Mildred never heard of Jneiro Jarel.

I’m afraid one day I’ll find myself remembering this air.

The last time I saw my mother, she begged for fried chicken.

My father still sitting there upright, a little high. 

Melissa McCarthy could get it.

Sometimes, I forget how to touch.

In a parking garage, I wait for the toothache.

I watch what I say all the time now.

She said she loved my touch, she used the word love.

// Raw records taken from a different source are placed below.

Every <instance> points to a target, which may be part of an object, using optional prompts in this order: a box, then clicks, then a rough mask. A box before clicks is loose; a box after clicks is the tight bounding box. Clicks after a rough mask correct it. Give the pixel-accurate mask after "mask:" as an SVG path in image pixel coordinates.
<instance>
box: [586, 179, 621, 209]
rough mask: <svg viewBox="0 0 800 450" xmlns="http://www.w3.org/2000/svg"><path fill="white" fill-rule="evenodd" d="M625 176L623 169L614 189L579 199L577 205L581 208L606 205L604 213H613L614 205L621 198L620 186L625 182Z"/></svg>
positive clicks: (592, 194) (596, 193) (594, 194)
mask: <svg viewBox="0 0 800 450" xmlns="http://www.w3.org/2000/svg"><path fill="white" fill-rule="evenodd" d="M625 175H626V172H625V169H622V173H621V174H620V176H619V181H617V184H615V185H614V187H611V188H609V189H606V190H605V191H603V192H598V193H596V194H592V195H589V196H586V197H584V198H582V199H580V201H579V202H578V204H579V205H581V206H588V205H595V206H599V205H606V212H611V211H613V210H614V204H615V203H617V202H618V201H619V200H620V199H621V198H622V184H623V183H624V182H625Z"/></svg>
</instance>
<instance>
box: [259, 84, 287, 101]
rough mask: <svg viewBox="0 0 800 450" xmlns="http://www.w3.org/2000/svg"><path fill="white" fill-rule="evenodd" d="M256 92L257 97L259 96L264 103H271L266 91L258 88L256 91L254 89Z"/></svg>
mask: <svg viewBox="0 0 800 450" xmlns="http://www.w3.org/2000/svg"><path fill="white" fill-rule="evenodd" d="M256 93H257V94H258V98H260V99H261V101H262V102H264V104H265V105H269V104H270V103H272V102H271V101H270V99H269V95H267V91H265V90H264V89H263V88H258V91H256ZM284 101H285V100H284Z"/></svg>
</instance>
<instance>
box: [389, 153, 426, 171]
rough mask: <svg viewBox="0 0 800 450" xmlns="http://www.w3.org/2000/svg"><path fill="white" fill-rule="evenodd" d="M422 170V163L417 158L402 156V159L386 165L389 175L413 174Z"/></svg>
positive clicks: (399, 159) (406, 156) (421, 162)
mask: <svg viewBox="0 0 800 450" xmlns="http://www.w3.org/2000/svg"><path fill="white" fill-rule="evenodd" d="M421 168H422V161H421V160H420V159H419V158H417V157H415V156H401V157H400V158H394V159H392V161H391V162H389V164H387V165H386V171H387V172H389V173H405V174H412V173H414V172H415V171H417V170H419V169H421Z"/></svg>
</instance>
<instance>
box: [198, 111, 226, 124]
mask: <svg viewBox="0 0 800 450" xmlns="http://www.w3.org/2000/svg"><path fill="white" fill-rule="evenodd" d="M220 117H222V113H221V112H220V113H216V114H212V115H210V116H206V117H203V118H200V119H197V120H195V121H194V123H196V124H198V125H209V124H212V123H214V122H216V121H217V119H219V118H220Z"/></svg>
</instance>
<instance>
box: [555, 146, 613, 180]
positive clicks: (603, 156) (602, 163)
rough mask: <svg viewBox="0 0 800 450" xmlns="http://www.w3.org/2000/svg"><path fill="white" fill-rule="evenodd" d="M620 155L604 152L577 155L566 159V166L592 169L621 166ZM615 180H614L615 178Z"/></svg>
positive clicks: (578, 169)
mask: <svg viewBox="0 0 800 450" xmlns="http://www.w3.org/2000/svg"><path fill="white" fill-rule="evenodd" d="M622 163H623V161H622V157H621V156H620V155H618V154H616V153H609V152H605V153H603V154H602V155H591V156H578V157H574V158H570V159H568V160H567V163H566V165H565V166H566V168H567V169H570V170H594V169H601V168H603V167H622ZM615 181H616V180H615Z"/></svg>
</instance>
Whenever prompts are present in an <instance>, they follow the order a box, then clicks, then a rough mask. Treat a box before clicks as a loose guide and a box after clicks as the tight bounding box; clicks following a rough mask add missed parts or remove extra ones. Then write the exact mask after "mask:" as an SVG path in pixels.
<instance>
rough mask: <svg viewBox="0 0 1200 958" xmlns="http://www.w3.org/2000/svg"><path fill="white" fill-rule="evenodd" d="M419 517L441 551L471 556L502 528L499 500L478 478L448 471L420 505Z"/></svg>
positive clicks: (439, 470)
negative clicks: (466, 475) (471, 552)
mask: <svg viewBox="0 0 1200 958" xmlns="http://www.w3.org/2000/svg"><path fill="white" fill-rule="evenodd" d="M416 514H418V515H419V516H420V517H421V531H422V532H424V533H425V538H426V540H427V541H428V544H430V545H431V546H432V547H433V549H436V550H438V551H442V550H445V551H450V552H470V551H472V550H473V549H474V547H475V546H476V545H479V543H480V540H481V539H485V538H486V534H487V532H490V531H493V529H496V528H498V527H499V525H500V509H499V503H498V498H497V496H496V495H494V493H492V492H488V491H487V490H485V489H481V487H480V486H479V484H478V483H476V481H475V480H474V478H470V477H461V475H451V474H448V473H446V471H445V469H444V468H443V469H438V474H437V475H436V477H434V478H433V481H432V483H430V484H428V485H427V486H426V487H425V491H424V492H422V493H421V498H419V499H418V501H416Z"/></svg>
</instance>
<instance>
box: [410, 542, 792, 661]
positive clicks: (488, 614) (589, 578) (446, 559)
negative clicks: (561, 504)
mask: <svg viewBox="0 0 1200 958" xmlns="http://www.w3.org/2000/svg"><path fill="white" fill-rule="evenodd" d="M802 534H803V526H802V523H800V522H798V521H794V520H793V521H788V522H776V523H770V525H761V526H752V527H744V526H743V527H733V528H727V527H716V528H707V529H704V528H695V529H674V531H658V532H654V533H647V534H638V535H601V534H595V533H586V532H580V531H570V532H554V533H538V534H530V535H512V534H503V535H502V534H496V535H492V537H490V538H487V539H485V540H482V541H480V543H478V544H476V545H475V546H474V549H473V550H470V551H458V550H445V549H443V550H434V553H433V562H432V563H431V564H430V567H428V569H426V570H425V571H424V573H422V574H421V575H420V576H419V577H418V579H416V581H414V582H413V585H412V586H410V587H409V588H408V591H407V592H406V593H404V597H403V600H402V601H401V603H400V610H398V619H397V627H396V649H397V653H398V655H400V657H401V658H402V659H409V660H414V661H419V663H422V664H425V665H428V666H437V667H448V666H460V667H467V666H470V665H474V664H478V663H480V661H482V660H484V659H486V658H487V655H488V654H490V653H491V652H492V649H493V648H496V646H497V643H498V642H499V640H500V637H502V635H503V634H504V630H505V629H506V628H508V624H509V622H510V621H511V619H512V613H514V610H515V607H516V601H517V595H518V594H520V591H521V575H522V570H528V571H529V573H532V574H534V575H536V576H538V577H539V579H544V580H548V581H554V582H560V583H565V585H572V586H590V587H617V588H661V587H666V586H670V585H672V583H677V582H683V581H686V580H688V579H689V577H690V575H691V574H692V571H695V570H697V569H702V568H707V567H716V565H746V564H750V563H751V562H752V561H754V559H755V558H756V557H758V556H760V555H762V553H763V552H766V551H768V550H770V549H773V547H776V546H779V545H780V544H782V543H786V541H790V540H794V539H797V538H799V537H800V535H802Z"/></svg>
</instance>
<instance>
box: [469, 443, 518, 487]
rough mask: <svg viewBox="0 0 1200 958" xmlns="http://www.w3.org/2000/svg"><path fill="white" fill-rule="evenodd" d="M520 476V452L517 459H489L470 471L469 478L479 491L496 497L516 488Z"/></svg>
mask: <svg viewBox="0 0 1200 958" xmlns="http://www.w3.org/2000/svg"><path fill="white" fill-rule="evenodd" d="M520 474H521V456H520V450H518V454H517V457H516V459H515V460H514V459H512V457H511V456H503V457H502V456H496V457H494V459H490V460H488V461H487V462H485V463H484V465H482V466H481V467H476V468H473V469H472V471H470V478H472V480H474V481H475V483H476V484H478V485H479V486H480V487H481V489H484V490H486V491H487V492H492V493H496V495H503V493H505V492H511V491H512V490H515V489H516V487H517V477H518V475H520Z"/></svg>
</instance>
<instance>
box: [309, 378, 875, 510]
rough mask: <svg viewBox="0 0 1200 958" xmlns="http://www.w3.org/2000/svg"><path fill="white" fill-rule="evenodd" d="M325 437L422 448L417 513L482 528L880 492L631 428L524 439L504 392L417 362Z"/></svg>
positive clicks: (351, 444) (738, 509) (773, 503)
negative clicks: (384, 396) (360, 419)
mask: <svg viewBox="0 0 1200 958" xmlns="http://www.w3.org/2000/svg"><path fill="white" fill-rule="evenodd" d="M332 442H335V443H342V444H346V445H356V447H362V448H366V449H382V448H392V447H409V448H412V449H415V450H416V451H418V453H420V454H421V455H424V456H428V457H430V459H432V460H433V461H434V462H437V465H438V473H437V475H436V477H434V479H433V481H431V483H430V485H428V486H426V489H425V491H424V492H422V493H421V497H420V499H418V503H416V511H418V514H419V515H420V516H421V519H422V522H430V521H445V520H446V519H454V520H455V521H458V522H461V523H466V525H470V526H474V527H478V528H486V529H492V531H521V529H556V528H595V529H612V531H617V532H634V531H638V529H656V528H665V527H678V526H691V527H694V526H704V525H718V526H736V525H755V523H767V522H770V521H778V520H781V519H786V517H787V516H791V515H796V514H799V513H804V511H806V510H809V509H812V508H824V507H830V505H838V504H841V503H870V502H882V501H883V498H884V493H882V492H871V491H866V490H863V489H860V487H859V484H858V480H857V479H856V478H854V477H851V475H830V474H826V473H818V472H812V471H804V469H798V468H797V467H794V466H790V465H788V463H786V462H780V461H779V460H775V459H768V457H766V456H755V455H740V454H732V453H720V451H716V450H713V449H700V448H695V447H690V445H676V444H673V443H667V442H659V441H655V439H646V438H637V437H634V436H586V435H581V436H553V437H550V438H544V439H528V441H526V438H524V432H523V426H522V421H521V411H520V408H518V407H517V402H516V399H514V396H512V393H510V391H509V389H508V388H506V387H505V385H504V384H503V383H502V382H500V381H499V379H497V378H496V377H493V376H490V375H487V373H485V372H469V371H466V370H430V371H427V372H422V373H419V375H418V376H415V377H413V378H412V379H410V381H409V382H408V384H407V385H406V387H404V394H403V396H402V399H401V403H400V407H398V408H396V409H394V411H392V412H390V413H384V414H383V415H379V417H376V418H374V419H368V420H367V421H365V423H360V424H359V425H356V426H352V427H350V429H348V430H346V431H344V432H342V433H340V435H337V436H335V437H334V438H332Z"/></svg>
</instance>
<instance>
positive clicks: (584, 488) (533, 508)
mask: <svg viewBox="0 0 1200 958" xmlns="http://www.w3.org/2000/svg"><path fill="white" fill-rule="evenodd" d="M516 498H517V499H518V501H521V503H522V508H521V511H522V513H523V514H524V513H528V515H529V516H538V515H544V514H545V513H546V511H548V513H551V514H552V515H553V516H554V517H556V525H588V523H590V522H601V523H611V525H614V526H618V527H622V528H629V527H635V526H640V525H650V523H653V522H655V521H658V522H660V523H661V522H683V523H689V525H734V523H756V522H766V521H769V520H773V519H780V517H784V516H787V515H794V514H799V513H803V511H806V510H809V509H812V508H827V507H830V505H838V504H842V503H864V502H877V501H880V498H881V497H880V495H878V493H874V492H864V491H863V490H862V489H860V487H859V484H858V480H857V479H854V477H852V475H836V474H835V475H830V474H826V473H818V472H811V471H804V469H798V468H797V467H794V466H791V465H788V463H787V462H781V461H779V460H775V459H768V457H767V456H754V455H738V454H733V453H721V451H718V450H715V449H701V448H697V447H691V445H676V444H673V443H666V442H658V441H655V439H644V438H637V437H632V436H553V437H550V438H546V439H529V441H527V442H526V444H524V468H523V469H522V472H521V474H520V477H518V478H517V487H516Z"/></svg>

In 1984, I’d never been in the sky.

My mother walked a laundry cart a mile a day for groceries.

Betsy DeVos is confirmed. with a broken tie.

Mildred’s five goes way up, and my five reaches.

Credit

Copyright © 2018 by francine j. harris. Originally published in Poem-a-Day on January 29, 2018, by the Academy of American Poets.

About this Poem
“After the 2016 election, I was having a tough time writing, and then I started designing a class on contemporary lineation. I used Robert Hass's approach to form, beginning with the monostich and the integrity of a single line, in order to introduce the semester. So this poem came out of that thought process, and it helped me start writing again. I was trying to avoid thinking of the single line as a quip or pun, and wanted to preserve a moment in every line. For me, it sort of turned into hope.”